Anger and remorse rose ever higher in him as they rode hard into Rohan. Anger at himself for not heeding the warning he'd felt, anger for the ordeal that they would not be in time to save Éowyn from, and guilt because he'd neglected to protect those that were his responsibility.

It was a mighty failure on his part and he could not abide the cost of it.

They were admitted into the gates of the windswept city without hesitation, though the surprised looks of the guard told them that visitors from Gondor had not been expected.

When Éomer hurried down the steps of Meduseld, Lothíriel only a stride behind him, Aragorn and Legolas were not surprised to find his leg quite unbroken.

"You did not fall from your horse?" were Aragorn's first words to the King of Rohan, before those of any greeting or warning.

Even through his confusion at seeing the King of Gondor arrive unheralded at his doorstep, Éomer looked indignant at such a suggestion. "I have never fallen from my horse, Elessar. Greetings, Legolas," he added, before asking, "what manner of news have you?"

"Ill news," Aragorn replied and glanced briefly to Éomer's lovely wife, who was also kin to Faramir.

Seeing the strain upon Aragorn and Legolas' faces, Éomer's brow lowered. "Is it my sister? Is she unwell?"

Aragorn would have liked to ease the thing that had first and most worried his old friend and ally, wished that it was anything else that he must tell Éomer. "It is Éowyn. She was taken captive in an ambush on the road to Rohan."

"Taken in an ambush?" Lothíriel asked in confusion.

Éomer said nothing, but his ruddy skin turned several shades lighter as his eyes moved from Legolas to Aragorn, and then behind them, as if in frantic search of his missing sister.

Legolas quickly added. "A messenger of Rohan arrived to ask both Éowyn and Faramir to come to your aid, for he said you'd been injured in a fall from your horse. The same messenger shot Faramir on the road a few nights later as a force came out of the forest there. It was a massacre, the night of the great storm. Many men of Gondor were slain. Faramir was left for dead and your sister taken.

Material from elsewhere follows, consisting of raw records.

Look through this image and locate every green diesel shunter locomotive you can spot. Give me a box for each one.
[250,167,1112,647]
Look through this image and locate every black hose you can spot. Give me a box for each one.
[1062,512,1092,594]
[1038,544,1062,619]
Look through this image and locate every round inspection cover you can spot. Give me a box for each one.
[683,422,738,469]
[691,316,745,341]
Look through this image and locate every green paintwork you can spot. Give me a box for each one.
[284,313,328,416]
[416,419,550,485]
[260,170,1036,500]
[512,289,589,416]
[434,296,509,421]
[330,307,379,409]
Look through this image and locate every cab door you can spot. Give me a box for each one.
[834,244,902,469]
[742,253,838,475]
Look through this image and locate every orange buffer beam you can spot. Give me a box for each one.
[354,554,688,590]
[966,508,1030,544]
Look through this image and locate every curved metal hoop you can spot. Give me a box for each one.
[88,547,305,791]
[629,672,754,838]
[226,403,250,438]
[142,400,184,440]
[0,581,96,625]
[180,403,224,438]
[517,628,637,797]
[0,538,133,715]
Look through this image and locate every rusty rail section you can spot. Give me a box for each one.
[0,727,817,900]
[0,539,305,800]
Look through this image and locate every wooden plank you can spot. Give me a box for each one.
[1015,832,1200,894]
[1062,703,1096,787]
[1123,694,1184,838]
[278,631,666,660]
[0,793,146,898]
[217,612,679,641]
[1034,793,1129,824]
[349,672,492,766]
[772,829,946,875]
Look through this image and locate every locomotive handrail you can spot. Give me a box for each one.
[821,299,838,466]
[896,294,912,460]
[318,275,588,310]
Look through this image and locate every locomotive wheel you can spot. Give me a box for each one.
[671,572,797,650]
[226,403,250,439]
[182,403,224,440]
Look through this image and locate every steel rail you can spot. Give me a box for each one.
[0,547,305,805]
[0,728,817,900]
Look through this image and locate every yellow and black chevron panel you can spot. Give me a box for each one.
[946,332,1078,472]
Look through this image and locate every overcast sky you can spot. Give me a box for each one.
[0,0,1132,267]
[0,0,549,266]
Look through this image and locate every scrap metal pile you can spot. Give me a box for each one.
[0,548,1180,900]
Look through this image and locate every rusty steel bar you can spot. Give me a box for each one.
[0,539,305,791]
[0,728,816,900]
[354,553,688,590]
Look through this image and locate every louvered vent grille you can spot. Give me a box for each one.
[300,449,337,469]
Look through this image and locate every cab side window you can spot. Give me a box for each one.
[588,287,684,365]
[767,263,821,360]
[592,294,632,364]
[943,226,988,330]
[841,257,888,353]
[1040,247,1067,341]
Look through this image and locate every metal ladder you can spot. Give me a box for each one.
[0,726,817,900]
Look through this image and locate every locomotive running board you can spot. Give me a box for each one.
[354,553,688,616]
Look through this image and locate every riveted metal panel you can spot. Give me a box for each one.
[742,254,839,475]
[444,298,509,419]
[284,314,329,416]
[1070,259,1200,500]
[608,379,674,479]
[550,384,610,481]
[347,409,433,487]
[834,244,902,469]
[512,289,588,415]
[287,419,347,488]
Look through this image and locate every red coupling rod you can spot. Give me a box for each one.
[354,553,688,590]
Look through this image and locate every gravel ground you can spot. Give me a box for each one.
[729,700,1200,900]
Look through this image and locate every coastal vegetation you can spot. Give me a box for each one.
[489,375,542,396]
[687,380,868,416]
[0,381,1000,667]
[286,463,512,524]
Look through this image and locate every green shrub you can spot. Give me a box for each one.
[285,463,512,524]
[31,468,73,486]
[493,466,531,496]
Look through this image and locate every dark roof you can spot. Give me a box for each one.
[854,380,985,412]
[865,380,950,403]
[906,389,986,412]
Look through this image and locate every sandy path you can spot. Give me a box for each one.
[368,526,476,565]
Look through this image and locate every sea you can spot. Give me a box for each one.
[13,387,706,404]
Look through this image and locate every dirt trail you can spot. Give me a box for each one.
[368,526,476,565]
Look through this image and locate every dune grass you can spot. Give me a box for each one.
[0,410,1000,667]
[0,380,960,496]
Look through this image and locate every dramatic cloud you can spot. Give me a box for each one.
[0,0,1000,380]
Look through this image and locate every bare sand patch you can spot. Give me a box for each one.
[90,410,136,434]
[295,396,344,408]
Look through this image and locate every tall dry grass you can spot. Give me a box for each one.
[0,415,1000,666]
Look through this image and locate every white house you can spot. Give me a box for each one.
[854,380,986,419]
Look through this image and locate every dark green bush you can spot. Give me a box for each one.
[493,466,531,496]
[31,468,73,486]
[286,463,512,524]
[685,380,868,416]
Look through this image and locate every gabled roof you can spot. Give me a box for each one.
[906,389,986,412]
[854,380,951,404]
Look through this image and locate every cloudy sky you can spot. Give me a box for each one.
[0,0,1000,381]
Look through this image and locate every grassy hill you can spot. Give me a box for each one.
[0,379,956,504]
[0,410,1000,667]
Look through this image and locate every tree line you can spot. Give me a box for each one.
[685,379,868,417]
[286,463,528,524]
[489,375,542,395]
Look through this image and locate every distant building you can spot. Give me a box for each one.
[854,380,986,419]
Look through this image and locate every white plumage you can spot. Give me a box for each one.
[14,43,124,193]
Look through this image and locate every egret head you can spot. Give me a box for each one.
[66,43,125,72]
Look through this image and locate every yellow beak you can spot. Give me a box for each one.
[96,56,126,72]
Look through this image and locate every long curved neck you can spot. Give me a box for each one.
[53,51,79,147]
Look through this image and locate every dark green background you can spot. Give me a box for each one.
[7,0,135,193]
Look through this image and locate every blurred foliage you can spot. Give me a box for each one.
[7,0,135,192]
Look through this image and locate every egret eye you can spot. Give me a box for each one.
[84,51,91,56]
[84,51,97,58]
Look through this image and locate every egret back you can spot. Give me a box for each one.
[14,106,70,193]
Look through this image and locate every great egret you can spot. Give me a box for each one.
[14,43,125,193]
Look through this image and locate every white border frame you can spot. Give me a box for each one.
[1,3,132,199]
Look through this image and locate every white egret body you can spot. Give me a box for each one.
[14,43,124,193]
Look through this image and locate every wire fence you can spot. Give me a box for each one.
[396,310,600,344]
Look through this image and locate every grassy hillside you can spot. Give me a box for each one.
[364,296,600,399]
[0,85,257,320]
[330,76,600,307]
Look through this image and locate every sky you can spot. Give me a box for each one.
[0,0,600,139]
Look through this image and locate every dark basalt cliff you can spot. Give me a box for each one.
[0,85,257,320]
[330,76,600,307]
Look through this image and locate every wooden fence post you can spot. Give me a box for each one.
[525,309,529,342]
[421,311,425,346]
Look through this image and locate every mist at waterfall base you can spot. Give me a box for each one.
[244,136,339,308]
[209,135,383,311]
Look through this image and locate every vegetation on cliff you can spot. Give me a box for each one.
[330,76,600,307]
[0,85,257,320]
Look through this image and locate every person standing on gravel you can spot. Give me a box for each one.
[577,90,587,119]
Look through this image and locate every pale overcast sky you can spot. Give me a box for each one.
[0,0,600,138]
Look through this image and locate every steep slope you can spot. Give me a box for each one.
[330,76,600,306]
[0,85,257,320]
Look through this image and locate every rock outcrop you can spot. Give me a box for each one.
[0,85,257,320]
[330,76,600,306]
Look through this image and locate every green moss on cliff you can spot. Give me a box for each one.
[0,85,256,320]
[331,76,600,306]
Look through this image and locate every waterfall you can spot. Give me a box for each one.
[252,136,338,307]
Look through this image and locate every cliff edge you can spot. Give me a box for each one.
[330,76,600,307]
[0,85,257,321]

Faramir lives, but his life is in danger."

At the small gasp of dismay from Lothíriel, a gasp of concern for both Faramir and her husband's sister, Aragorn quietly added, "Faramir is being taken to Arwen for care. He is gravely injured but there are many with fine hands of healing in the city. Of Éowyn, there is no sign, and we shall need your help in finding her."

Éomer staggered back a step, and seemed not to feel the comforting touch Lothíriel lay upon his rigid arm. Denial was the first road he chose. "Nay, she would not be captured. Perhaps she simply rode for help, and is hiding along the--"

Aragorn could not let the false hope take hold of his friend, and interrupted him with the grim truth. "One of the guards saw that she was taken. But they did not harm her, Éomer. They took care not to, from the account of this young soldier."


Aragorn gestured behind him to Turen, who had insisted and then begged to ride with the King. Aragorn had thought it wise to let him, simply because the young man would have followed them at the first opportunity out of a need to reclaim his honor.

Éomer was clearly still so stunned by the news, still so shocked, that he could not yet speak. Aragorn saw the lines of his expression changing from confusion to fury, as denial left him, and Éomer's fingers curled into fists at his sides and his eyes narrowed.

Where that building fury would be directed, not even Éomer seemed to know.

At last, breaking the horrible silence, Lothíriel, the only one of them with an idea of what to do next, said in a tightly worried voice, "King Elessar, Master Legolas, you and your horses are weary. Let our men care for the horses and come inside until we can gather our men and devise a plan of how we will find Éowyn."

And she quickly turned and started to climb the stairway to the Golden Hall, but not so quickly that Aragorn missed the silver flash of the tears swelling in her eyes.

Éowyn. He threw out the thought towards her, and hoped by sheer will and magic he did not possess that she would know they were already riding to her aid.